Tan importante como la frecuencia es la delicadeza. Arrancar un fruto sin cuidado puede dañar los brotes, partir ramas o abrir la puerta a enfermedades. Ayuda cosechar en seco, sujetar la planta con la otra mano y, en especies más delicadas, usar tijeras o una navaja limpias.

Cosecha los tomates maduros, pero no dejes que la planta se desmadre

Los tomates suelen separarse con facilidad porque tienen un punto natural de rotura en el pedúnculo. A menudo basta con girar suavemente el fruto y partirlo por la “articulación”. En tomates muy grandes o muy maduros, sin embargo, es más práctico usar tijeras de poda. Así reduces el riesgo de arrancar parte del brote o dañar los frutos vecinos.

Los tomates tienen un ciclo más largo y, a finales de verano, puede ocurrir que los últimos frutos cuajados ya no lleguen a madurar antes de las primeras noches frescas. En ese momento ayuda despuntar la planta, aunque aún esté en flor. La planta concentra entonces sus fuerzas en los frutos que ya tiene, y la maduración suele ser más rápida y segura.

El mejor sabor lo suelen tener cuando están completamente coloreados y, al apretarlos ligeramente, empiezan a ablandarse apenas. Los frutos demasiado duros suelen estar verdes; los demasiado blandos se estropean rápido y atraen plagas.

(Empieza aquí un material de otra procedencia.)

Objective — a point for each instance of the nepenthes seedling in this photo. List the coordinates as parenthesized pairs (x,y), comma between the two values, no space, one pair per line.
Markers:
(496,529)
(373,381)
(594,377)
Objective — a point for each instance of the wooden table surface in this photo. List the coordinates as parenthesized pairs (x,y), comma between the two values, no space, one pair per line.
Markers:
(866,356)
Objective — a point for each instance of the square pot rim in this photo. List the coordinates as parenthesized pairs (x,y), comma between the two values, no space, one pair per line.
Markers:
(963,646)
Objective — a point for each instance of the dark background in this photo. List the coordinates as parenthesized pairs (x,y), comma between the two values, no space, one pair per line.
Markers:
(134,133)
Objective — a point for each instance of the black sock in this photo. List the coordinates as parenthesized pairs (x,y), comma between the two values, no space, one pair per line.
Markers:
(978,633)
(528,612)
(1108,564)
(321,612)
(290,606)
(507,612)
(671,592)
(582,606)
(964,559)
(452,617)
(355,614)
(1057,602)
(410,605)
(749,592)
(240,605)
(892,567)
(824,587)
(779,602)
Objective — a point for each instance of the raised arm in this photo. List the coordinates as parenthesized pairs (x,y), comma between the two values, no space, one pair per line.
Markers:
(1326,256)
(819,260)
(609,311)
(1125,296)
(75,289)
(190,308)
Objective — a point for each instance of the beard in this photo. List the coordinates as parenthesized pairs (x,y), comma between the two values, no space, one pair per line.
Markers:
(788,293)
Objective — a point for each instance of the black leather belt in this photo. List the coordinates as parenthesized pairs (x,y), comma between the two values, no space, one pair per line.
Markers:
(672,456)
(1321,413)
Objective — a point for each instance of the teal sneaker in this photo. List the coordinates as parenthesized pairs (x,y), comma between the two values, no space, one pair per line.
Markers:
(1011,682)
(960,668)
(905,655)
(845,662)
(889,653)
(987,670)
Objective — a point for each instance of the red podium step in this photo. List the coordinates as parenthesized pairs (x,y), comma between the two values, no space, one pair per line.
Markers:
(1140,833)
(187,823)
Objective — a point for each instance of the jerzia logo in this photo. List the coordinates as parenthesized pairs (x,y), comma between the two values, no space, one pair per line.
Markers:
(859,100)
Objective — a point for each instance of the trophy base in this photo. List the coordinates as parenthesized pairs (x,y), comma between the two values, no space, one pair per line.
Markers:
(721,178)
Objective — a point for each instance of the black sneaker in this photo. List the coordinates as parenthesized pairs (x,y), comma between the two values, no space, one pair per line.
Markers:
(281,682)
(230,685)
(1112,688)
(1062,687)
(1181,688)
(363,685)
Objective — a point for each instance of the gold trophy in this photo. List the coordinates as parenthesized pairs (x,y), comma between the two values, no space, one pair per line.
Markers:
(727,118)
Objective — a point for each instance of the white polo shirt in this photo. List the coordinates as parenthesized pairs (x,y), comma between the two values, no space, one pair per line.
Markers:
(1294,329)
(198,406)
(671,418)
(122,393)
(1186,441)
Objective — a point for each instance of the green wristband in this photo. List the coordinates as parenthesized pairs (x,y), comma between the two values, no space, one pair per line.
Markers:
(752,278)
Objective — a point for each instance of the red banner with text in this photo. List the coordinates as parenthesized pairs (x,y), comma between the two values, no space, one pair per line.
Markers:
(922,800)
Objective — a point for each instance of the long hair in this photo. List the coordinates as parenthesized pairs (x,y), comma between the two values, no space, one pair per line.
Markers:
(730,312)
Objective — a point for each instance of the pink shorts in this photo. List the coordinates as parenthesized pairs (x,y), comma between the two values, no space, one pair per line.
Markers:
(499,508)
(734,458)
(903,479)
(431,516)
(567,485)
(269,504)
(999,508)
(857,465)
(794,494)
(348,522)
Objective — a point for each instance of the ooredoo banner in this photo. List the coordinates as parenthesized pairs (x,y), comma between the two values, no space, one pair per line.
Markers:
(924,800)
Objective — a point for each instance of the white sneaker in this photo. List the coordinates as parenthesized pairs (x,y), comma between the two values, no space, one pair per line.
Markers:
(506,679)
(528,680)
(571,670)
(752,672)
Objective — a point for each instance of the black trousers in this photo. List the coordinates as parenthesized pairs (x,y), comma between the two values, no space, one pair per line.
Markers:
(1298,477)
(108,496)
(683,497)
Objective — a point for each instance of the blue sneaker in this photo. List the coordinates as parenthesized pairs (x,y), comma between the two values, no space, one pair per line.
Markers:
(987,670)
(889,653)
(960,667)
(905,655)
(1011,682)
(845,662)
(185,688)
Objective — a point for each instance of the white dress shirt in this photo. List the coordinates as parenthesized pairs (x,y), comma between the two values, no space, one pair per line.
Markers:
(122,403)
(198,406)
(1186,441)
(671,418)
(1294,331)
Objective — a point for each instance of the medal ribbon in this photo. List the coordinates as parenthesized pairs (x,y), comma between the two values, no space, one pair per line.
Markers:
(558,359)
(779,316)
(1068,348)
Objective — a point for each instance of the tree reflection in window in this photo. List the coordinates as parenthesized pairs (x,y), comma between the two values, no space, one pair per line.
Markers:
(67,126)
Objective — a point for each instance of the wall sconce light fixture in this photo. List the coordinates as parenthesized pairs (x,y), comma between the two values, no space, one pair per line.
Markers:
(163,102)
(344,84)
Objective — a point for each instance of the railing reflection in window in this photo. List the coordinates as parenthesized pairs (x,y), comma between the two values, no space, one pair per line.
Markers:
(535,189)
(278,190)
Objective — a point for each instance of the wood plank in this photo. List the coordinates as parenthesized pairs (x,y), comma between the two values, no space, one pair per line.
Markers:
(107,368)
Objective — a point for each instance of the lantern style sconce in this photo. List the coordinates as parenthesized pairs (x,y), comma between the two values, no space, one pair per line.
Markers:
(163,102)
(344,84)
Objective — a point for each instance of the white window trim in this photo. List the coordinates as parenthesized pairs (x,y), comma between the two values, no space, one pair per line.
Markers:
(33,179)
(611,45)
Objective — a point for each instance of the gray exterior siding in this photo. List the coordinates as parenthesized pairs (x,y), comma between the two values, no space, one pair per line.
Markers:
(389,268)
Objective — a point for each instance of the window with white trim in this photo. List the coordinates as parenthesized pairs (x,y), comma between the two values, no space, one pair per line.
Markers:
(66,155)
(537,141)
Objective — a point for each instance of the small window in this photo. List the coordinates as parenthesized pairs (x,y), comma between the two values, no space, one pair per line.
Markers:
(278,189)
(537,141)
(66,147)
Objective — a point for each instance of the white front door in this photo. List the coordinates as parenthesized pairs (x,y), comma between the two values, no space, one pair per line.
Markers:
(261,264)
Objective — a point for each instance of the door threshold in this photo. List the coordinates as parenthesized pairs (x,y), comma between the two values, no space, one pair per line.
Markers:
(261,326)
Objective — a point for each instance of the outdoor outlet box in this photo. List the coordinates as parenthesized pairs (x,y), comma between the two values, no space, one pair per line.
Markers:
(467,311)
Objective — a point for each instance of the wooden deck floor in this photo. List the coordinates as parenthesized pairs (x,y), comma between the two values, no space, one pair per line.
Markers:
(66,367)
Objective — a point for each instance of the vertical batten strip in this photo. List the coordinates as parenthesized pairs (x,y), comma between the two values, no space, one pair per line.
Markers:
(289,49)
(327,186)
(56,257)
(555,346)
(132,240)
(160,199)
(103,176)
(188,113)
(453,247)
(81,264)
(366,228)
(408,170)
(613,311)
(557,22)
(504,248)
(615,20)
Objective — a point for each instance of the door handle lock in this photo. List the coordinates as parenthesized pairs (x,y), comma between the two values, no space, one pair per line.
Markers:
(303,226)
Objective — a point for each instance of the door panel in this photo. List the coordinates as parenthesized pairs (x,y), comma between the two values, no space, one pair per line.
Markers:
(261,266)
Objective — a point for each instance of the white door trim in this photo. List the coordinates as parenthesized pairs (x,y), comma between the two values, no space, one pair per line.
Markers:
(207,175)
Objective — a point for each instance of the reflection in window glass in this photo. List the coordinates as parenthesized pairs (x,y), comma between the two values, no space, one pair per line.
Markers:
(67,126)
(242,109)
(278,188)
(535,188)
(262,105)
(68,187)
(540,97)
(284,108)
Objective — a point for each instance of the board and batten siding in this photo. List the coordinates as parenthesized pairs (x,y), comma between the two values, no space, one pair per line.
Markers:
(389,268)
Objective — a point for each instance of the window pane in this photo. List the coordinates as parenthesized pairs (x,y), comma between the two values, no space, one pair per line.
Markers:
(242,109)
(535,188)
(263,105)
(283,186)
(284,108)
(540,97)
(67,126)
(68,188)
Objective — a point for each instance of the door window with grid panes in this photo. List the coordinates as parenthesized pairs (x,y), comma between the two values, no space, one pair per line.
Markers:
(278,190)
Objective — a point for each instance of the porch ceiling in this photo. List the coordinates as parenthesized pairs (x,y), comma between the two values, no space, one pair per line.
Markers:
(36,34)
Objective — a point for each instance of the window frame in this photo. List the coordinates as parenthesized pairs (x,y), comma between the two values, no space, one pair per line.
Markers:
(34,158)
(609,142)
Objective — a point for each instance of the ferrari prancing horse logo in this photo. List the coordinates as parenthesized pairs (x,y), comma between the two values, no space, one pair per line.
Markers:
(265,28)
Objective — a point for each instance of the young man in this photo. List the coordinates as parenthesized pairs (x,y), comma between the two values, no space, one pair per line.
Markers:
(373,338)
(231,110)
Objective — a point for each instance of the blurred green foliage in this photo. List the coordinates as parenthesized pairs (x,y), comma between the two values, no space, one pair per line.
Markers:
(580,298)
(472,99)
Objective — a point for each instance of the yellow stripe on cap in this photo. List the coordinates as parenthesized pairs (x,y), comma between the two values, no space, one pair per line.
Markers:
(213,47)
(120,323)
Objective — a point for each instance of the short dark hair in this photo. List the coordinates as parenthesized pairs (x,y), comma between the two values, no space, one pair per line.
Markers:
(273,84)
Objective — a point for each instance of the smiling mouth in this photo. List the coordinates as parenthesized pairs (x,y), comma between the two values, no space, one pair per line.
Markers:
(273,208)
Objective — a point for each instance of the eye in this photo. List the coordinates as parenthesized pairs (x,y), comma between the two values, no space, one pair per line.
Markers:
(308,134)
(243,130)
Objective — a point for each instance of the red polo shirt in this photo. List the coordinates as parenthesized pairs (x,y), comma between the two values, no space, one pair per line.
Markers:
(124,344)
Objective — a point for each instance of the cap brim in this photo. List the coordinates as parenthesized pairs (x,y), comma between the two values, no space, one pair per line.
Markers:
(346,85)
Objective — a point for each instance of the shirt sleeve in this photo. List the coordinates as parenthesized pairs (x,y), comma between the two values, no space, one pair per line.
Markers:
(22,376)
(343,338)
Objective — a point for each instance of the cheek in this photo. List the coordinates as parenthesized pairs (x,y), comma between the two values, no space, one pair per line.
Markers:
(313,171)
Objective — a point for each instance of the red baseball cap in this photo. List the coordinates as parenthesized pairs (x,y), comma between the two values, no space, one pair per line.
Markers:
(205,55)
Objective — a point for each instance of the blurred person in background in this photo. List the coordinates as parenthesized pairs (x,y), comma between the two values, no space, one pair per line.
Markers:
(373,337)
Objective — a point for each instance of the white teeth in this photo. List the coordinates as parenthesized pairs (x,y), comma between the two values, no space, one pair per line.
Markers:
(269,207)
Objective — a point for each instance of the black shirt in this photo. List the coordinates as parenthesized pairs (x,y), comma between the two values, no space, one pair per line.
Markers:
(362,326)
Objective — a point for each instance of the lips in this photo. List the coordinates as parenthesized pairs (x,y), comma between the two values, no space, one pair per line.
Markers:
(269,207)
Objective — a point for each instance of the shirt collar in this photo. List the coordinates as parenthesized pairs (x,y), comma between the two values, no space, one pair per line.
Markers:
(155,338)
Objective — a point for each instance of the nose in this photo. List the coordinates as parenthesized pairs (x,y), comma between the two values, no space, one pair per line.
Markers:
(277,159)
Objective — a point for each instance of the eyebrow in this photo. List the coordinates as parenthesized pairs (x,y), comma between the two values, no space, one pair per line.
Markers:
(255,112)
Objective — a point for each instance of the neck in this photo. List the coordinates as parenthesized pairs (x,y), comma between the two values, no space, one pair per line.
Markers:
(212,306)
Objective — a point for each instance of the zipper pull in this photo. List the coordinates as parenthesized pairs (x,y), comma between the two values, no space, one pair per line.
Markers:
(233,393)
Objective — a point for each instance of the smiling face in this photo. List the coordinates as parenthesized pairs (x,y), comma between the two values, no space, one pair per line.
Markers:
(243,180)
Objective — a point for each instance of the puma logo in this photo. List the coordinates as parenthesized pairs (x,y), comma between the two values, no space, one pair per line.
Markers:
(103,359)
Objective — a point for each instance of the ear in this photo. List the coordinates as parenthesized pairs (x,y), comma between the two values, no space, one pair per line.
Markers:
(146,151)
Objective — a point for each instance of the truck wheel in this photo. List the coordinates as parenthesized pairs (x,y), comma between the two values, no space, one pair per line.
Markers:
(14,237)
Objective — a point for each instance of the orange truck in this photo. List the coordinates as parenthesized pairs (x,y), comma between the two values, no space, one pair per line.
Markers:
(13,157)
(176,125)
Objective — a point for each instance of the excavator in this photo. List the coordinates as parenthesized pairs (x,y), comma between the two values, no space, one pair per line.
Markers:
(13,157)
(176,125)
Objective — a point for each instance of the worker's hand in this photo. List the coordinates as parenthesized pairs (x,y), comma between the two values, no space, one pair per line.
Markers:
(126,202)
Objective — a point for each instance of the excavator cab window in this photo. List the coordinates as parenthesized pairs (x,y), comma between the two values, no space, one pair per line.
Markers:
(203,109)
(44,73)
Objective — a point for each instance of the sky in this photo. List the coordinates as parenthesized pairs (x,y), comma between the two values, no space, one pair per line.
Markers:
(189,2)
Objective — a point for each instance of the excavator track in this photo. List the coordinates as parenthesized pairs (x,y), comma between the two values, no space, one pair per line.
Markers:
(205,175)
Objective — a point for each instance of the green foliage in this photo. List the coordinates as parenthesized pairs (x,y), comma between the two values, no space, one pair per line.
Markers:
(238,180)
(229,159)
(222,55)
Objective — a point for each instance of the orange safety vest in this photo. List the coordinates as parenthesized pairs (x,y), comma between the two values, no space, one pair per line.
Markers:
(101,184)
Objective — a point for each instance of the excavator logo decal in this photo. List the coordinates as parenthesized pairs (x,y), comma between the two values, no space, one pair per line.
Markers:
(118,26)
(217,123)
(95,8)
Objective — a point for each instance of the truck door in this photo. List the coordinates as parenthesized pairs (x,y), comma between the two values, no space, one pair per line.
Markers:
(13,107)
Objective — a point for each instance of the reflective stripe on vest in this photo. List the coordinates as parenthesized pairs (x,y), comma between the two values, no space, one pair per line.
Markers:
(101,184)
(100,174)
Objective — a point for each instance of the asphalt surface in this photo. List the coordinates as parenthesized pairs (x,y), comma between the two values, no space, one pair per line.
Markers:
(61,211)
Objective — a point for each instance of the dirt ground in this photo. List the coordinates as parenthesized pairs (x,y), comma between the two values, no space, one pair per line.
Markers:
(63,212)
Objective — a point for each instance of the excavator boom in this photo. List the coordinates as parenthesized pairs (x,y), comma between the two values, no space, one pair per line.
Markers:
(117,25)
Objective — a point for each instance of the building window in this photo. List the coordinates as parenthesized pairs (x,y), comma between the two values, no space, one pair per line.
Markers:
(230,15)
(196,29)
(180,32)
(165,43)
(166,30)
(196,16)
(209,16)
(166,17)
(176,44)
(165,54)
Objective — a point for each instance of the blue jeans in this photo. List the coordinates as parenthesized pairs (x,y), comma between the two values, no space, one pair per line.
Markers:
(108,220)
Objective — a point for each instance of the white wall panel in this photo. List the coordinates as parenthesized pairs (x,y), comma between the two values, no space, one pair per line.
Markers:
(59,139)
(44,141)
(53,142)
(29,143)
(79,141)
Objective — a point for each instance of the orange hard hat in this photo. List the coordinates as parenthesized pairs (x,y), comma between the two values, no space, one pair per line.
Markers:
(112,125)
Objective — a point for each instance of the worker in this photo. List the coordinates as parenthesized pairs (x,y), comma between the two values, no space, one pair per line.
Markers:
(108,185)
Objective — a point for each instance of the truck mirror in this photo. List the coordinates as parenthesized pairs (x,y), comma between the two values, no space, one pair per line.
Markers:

Pepinos: en invernadero mejor cortar; en exterior muchas veces basta con partir

Los pepinos están entre las hortalizas que crecen más deprisa, y precisamente por eso es fácil que se pasen por alto. Los pepinillos, en el pico de cosecha, engordan en muy poco tiempo y lo ideal es recogerlos día sí, día no. Los frutos pasados no solo son menos adecuados para encurtir, sobre todo agotan innecesariamente la planta. Entonces cuaja menos pepinos nuevos y la producción total baja.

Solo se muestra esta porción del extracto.